Unberücksichtigt bleibt die Frage, wer Inhaber des Datenbankschutzrechts an der Wikipedia als Ganzes ist (§§ 87a ff. UrhG). Die Antwort ist strittig, siehe http://de.wikipedia.org/wiki/Benutzer_Diskussion:Southpark#Pflegestandard
Bei der Wikipedia handelt es sich meines Erachtens um eine geschützte Datenbank, wobei als Inhaber des Schutzrechtes meines Erachtens derjenige anzusehen ist, der die zehntausende Einzelbeiträge der Öffentlichkeit mit erheblichem finanziellem Aufwand zugänglich macht: die Wikimedia Foundation (WMF). Es spricht einiges dafür, dass die WMF auch als "Publisher" im Sinne der GNU FDL fungiert.

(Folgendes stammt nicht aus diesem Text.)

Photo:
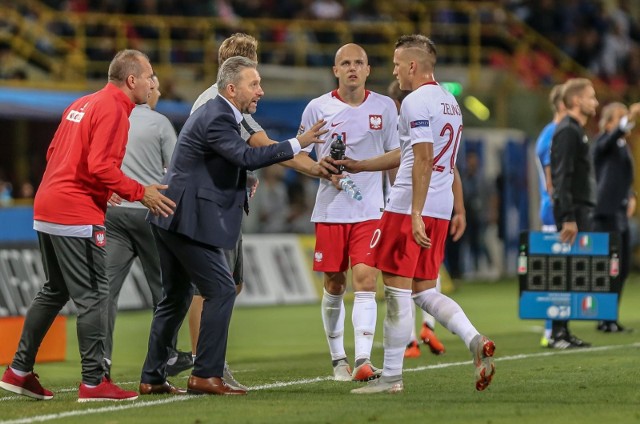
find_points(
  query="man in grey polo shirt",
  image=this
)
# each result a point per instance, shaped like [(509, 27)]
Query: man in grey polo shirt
[(152, 139)]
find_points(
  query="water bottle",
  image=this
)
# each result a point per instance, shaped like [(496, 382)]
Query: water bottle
[(349, 187), (338, 149)]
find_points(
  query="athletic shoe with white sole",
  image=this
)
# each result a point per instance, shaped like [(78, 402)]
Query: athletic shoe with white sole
[(383, 384), (365, 372), (482, 350), (29, 385), (105, 391), (341, 370), (230, 381)]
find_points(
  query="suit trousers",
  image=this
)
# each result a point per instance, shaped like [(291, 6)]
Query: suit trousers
[(129, 236), (75, 268), (618, 223), (184, 260), (584, 221)]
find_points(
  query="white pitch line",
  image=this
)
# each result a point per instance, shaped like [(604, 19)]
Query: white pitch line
[(280, 384)]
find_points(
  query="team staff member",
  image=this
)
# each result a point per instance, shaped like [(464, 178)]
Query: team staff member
[(149, 149), (207, 178), (83, 169), (573, 181), (615, 198), (408, 246), (240, 44), (366, 121), (543, 166)]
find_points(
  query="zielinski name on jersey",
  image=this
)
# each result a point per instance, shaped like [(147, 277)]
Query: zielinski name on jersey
[(420, 123)]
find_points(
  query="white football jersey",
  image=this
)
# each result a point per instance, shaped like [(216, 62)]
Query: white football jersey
[(430, 114), (367, 130)]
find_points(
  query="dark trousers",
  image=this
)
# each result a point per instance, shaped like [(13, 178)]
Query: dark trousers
[(75, 268), (183, 261), (584, 221), (129, 236), (618, 223)]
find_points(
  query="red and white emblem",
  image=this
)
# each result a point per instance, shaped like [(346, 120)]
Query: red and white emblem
[(375, 122), (100, 238)]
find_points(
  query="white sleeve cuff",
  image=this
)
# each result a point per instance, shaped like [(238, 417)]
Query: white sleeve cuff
[(625, 125), (295, 145)]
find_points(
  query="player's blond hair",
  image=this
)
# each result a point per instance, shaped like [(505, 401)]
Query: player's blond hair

Man mag argumentieren, dass ein Wiki keine geschützte Datenbank darstellt. Das erscheint mir nicht schlüssig.
Man mag argumentieren, dass die WMF als Inhaber des Schutzrechtes stillschweigend auf die Ausübung des bestehenden Datenbankschutzrechtes verzichtet. Das kann man vertreten, näher liegt freilich die Annahme, dass jegliche Nutzung der Inhalte der Wikipedia , soweit das Urheberrecht tangiert ist (das markenrechtlich geschützte Logo ist bekanntlich nicht frei!) gemäß der GNU FDL erfolgt und das Datenbankschutzrecht ist ja ein Leistungsschutzrecht im Rahmen des Urheberrechtsgesetzes.
Warum lassen WMF und Wikimedia Deutschland e.V. ihre Autoren im Regen stehen?
WMF könnte als Inhaber des Datenbankschutzrechtes vor einem Gericht eines EU-Landes die Einhaltung der GNU FDL durchaus durchsetzen. Generell neigt die WMF jedoch dazu, sich aus solchen Angelegenheiten herauszuhalten.
Wikimedia Deutschland e.V. könnte sich natürlich die Ausübung der Rechte des Datenbankinhabers für den deutschsprachigen Teil der Wikipedia von der WMF übertragen lassen.
Höchst brisante Haftungsfragen (siehe zuletzt Hacker Tron, auch in zweiter Instanz war Wikimedia Deutschland e.V. erfolgreich) lassen die Verantwortlichen des Vereins die Linie verfolgen, die Verantwortung für die Beiträge der Wikipedia soweit als möglich den Autoren zuzuschieben. Man sieht sich als eine Art "Forenbetreiber", der nicht eigene Inhalte erstellt, sondern Möglichkeiten bietet, fremde Inhalte einzustellen. Der Verein wird als reines Geldsammel-Instrument dargestellt, der keinerlei inhaltliche Einwirkungsmöglichkeiten hat.
Ob sich diese Abstinenz in weiteren Gerichtsverfahren auszahlt, sei dahingestellt. Ich hatte per Mail den Benutzer Berlin Jurist gebeten, ob er mir den Aufsatz "Zur Rechtsnatur von Wikipedia" mir zur Verfügung stellen könnte:
http://bibliotheksrecht.blog.de/2006/04/27/zur_rechtsnatur_von_wikipedia~759...
Keine Antwort! Falls mir jemand eine Kopie zusendet, wäre ich dankbar.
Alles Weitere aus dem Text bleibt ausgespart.